Nachdem Borussia Dortmund in dieser Woche bei Werder Bremen aus dem DFB-Pokal ausgeschieden war, klang Michael Zorc wie eine Schallplatte mit einem Sprung. „Wir sind dafür bestraft worden, dass wir in der ersten Halbzeit lahmarschig, bequem und langsam Fußball gespielt haben“, sagte Dortmunds Manager.

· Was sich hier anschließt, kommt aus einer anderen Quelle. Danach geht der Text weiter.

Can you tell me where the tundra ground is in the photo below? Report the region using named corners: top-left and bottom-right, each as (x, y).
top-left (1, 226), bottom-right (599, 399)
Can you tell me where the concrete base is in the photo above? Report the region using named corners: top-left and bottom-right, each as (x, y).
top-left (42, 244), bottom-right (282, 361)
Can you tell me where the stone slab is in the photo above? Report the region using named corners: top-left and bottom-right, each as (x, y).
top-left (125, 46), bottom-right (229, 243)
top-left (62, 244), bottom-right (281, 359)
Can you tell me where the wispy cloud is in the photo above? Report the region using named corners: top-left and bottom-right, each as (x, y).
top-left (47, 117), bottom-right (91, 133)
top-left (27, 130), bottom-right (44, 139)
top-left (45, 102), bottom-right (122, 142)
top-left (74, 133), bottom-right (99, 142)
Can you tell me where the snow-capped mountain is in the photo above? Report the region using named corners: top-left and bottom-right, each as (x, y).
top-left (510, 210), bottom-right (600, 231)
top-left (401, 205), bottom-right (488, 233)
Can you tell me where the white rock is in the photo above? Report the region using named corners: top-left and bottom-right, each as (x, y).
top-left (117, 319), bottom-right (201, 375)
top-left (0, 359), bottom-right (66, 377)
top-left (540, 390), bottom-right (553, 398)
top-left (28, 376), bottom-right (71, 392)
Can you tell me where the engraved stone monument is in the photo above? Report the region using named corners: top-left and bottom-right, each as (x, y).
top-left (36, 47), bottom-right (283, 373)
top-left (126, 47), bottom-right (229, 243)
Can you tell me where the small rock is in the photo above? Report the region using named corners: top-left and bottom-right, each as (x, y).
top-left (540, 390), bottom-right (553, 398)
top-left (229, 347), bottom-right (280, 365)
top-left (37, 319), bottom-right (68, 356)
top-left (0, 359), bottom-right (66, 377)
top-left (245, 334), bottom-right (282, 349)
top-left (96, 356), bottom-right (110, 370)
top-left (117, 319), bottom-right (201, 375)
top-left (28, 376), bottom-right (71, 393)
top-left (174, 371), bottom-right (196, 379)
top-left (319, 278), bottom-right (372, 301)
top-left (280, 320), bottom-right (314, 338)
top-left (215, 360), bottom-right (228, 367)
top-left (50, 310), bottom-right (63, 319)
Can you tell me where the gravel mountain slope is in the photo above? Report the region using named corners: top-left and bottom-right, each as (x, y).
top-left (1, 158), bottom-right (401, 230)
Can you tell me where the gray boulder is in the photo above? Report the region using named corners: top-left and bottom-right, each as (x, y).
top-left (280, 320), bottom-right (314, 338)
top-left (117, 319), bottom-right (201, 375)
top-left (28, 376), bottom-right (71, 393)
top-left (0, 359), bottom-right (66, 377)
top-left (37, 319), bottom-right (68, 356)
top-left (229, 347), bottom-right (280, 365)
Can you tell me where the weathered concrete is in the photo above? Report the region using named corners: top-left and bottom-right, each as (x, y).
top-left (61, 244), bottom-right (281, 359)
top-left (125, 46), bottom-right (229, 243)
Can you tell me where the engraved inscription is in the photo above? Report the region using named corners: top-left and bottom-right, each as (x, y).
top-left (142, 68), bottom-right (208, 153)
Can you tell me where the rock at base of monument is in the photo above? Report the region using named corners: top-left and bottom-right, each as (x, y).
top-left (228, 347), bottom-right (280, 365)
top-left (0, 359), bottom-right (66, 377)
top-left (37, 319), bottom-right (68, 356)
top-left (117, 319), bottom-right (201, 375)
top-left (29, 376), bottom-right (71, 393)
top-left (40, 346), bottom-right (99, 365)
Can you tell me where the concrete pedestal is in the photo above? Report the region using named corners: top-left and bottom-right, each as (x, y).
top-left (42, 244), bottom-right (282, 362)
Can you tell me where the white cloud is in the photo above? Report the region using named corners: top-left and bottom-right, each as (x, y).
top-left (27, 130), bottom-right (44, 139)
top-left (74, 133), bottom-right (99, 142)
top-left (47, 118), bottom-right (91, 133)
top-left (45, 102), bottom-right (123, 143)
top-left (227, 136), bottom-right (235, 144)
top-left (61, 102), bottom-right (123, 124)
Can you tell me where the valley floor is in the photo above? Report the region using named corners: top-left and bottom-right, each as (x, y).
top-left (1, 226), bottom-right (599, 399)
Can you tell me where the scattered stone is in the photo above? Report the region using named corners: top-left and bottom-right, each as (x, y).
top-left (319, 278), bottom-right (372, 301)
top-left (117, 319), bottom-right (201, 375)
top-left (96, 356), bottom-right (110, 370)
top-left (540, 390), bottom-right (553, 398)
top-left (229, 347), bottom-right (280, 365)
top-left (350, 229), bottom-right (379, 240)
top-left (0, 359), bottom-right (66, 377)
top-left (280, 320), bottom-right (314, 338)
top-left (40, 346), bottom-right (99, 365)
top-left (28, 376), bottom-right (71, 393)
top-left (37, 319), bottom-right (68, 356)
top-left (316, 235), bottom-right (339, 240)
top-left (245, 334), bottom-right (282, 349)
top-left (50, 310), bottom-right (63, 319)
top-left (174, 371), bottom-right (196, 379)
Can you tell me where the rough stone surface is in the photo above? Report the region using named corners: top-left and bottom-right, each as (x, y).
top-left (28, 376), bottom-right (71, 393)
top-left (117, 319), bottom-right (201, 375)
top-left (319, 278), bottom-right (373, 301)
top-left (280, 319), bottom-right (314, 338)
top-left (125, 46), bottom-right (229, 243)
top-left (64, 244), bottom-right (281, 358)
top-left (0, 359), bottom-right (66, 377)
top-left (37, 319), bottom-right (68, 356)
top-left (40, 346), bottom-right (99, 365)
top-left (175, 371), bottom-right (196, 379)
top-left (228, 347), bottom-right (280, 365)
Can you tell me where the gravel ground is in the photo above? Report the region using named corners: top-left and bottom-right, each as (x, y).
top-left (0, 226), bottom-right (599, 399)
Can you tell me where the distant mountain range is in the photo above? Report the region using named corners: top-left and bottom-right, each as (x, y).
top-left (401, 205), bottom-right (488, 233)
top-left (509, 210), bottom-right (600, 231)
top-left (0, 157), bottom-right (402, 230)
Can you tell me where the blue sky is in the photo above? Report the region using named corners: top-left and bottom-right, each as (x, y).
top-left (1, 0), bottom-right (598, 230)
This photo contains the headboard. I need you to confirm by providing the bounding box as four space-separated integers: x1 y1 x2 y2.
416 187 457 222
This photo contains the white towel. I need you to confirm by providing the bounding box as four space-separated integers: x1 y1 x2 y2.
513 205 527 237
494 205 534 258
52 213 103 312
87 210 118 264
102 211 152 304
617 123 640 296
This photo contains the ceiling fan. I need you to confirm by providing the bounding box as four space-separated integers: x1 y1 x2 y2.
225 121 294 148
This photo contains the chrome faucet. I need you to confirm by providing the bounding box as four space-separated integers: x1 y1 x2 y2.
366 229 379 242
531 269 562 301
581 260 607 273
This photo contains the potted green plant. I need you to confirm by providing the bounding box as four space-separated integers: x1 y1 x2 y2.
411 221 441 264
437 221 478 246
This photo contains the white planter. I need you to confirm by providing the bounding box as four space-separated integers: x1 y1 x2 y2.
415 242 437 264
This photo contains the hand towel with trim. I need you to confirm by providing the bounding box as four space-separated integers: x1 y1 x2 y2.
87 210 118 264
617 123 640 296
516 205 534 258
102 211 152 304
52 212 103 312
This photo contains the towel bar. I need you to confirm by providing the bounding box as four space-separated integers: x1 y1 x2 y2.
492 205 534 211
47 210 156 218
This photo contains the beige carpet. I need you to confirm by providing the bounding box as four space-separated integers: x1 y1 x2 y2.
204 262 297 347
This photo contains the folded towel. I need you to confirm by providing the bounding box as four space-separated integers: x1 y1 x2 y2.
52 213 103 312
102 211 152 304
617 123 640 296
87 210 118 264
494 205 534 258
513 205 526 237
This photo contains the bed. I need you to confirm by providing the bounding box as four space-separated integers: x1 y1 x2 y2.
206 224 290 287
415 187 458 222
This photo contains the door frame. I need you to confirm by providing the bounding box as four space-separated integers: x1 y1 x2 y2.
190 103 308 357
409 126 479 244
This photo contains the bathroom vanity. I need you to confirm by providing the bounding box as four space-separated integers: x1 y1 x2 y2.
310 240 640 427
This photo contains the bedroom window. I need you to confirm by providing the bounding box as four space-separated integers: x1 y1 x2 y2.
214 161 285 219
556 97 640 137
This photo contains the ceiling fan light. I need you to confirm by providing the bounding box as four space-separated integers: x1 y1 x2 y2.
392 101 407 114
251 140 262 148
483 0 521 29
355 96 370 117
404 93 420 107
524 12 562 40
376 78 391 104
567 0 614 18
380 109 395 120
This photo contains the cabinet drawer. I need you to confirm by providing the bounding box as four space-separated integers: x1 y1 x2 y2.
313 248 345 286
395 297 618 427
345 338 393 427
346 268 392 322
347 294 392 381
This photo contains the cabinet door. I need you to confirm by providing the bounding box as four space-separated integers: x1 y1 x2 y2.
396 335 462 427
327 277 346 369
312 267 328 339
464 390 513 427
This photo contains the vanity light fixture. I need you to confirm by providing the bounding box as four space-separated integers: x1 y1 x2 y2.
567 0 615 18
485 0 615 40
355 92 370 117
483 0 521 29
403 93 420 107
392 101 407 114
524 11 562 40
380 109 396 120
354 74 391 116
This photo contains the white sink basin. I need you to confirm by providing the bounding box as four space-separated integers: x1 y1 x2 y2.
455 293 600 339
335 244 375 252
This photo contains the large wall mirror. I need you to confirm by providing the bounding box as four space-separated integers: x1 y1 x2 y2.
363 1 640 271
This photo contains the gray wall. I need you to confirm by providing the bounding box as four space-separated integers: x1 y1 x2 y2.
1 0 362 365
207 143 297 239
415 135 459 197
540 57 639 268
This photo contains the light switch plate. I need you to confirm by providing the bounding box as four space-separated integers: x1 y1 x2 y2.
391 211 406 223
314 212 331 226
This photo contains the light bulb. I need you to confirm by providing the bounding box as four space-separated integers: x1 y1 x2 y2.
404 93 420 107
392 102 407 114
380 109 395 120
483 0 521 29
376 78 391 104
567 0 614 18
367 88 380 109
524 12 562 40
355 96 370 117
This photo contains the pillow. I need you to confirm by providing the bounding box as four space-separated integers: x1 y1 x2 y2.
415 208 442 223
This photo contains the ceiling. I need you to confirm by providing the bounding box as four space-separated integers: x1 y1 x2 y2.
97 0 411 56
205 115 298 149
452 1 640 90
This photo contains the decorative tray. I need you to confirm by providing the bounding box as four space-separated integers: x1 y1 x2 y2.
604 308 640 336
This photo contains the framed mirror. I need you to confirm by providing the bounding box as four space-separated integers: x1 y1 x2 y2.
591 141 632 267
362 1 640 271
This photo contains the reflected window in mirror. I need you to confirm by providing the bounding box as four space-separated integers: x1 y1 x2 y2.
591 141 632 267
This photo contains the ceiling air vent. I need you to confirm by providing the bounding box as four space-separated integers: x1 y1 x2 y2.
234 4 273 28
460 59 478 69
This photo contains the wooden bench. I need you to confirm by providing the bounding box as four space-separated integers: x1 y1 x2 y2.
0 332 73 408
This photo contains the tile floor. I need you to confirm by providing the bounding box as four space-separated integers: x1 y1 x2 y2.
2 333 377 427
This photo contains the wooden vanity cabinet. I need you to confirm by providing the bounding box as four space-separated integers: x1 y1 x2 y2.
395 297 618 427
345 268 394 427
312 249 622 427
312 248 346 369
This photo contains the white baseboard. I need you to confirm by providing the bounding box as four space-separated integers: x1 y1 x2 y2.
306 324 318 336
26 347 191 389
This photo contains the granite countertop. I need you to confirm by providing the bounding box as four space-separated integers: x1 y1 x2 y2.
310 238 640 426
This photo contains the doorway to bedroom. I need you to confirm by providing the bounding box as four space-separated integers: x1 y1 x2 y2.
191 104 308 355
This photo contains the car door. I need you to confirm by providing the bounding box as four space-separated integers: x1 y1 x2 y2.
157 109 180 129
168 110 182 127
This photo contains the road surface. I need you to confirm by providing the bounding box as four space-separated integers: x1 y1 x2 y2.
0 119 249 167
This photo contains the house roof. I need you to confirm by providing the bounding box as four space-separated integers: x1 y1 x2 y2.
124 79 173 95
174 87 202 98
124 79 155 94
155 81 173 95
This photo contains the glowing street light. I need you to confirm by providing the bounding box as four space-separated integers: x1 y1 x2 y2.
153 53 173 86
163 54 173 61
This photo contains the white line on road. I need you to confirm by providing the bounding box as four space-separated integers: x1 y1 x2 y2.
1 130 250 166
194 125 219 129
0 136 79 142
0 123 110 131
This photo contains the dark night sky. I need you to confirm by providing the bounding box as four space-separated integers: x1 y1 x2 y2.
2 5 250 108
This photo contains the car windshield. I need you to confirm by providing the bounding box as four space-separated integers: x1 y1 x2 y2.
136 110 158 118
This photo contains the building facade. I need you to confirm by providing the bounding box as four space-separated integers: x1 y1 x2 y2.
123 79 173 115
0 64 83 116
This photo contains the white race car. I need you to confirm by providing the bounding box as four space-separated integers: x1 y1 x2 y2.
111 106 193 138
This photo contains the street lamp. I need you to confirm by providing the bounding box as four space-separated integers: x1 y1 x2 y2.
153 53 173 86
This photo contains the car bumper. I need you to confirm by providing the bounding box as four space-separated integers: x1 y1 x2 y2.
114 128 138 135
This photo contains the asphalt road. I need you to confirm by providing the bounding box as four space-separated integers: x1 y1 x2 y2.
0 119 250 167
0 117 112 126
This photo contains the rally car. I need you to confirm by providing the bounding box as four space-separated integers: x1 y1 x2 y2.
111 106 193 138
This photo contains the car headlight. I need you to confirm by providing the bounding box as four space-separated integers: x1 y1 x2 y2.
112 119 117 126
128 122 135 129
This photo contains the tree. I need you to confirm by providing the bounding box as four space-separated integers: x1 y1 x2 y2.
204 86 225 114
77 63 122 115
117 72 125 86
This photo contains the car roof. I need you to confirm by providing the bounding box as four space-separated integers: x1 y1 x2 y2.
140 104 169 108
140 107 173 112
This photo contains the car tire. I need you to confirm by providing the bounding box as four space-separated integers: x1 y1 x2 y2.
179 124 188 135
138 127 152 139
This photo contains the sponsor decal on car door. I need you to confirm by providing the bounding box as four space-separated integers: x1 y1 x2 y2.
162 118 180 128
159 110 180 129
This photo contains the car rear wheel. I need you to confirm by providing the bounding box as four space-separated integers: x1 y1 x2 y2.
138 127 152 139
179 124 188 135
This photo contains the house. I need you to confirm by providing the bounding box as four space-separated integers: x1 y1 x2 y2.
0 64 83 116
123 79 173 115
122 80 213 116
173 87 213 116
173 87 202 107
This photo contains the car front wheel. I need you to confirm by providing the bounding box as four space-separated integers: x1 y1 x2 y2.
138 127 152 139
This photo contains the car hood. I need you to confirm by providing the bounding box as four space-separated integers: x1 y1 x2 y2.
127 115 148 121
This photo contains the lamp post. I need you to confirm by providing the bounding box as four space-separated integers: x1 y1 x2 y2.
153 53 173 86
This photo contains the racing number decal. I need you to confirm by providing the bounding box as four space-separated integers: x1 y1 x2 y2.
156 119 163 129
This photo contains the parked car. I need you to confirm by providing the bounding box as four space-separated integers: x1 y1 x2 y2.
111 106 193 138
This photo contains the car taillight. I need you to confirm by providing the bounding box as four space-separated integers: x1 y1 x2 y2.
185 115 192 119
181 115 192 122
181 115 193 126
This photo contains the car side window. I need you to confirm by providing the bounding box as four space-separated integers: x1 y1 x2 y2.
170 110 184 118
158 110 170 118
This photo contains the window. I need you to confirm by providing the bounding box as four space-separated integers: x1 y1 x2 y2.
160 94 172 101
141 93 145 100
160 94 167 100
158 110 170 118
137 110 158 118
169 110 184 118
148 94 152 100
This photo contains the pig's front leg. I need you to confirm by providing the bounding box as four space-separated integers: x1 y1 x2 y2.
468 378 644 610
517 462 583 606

Im Grunde war er damit wieder mal an der gleichen Stelle, wie in der Anfangsphase der Saison, als Mannschaftskapitän Marco Reus den Sky-Reporter Ecki Heuser angeraunzt hatte, er gehe ihm „so auf die Eier“ mit dieser „Mentalitätsscheiße“. Am fünften Spieltag war das, nach dem durch ein spätes Gegentor verlorenen Sieg beim 2:2 gegen Eintracht Frankfurt. Heuser fragte damals: „Nach der Blamage bei Union Berlin war von fehlender Mentalität die Rede. Fehlt’s da immer noch?“
Viel wurde anschließend darüber das M‑Wort und den BVB debattiert, und immer wieder gab es Spiele bei denen man den Eindruck haben konnte, dass es die Dortmunder Profis mal etwas schleifen lassen würden. Gerne wurde Trainer Lucien Favre dafür verantwortlich gemacht, dass er seiner Mannschaft die Neigung zu partieller Gemütlichkeit nicht austreiben konnte. Aber so etwas kann ein Trainer alleine nicht leisten, er braucht auch die Hilfe seiner Spieler.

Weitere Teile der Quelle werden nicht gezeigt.